The US capitalist class is the most powerful on the planet and the US working class is in the belly of this beast. I often say that the first victims of US capitalism are the millions of us within its national borders. In many ways, due to the imposing power of its mass media and global influence, the US population is kept isolated and apart from the rest of the world. There can be huge social events in the rest of the world that go virtually uncovered here in the mass media. Meanwhile, we are seeing in this election an unprecedented political crisis as both parties of US capitalism implode.

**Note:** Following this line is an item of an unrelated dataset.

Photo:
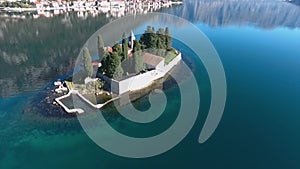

Home to marginalized sections
The Democratic Party has long been considered the party of working people and the poor. The heads of organized labour have traditionally supported it, giving billions of dollars over the decades, as well as providing material support in the form of canvassers, precinct walkers, and so on. With no other viable choices, it has been home to various marginalized sections of society: environmentalists, racial minorities, victims of sex and gender oppression and so on. In the present period, this 2020 election and the rise of Trump has revealed just how worthless this party is, when it comes to the interests of workers and the poor.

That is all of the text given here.